To me, a principal joy of living in a new place is the differences in graphics. Particularly on very familiar brands.
Left: USA version, right: Canada version.
Coca-Cola is such an international powerhouse, I would have thought the United States and Canadian versions of its cans would be the same. And the 12 ounce (355 mL) cans are the same. But the 7.5 ounce (222 mL) mini-cans are a little different. As much as I love the original returnable glass Coke bottle, I find the constant picturing of it on paper cups, aluminum cans and plastic bottles to be . . . tiring and sad. I understand that it's part of their heritage, but since they are never going to go back to returnable bottles, I wish they would stop rubbing it in my face. Also note the calories label on both cans: United States 90 calories. Canada 100 calories. Perhaps calories are calculated differently in the two countries.

Top: USA version, bottom: Canada version.
When I saw the Canadian Kit Kat logo something resonated. Is it the Gill Sans-like font? Probably not. But the red letters on a white background harken back to the original logo. The Canadian one doesn't look as modern as the United States version, but that's okay.

Top: USA version, bottom: Canada version.
The United States and Canada versions really are the same elements -- just tweaked differently on the different packages. I guess the Canada one adds the large script "Holiday Mix," But that't the only major difference. Again there's the variation in the calories notice on the bags. This time the U.S. comes out on the high side. United States: 210 per serving. Canada: 190 per serving.

Update: Thank you, Mark Simonson, for coming up with the Alternate Reality name for an U.S. citizen's experiences in Canada. Really sums it up.

Friday, February 22, 2013


3.5 by 5.5 inch postcard.
Thank you to my friend Doug, who sent me this postcard -- the caption on the back reads:

The chocolate product that sounds as good as it tastes is Hershey-ets, little pieces of candy coated milk chocolate which greet you on the tour at Hershey's Chocolate World, Hershey Foods Corporation's visitor center in Hershey, Pennsylvania.

Plus these words:

Mike Roberts
Berkeley 94710

Wednesday, January 02, 2013


Comments on a newspaper article are often just plain stupid. I mean the comments themselves, not the idea of comments.

How to weed out the stupid?

I first thought having people having to log into their Facebook accounts before commenting was a good idea. Who will make an asinine comment when their real name is displayed? Turns out -- a lot of people. So, while it may make some people behave themselves, there are plenty of people who will not.
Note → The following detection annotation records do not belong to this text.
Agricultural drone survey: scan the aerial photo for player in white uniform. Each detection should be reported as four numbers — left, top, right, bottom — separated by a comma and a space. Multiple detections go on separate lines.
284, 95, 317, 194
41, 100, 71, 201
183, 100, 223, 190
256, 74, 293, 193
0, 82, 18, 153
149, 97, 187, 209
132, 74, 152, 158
Okay. All well and good. I usually don't comment on anything, so the whole logging into Facebook routine doesn't affect me.

But now it does.

I went to read the comments on a story on the St. Paul Pioneer Press website about Walmart building a store where the Cottage Grove drive-in movie theater used to be.

When the comments get too numerous, in the past, I would have to click on a link to see more comments.

But now when I click to see more comments I'm told I have to log into Facebook before I'll be shown those comments.

I have logged into Facebook and it does show me the additional comments. But why should I have to log in to Facebook to just browse additional comments? I'm not going to leave a comment. I'm just reading.

Guess I'll have to get over the guilty pleasure of wading neck-deep into the Pioneer Press comment lagoons.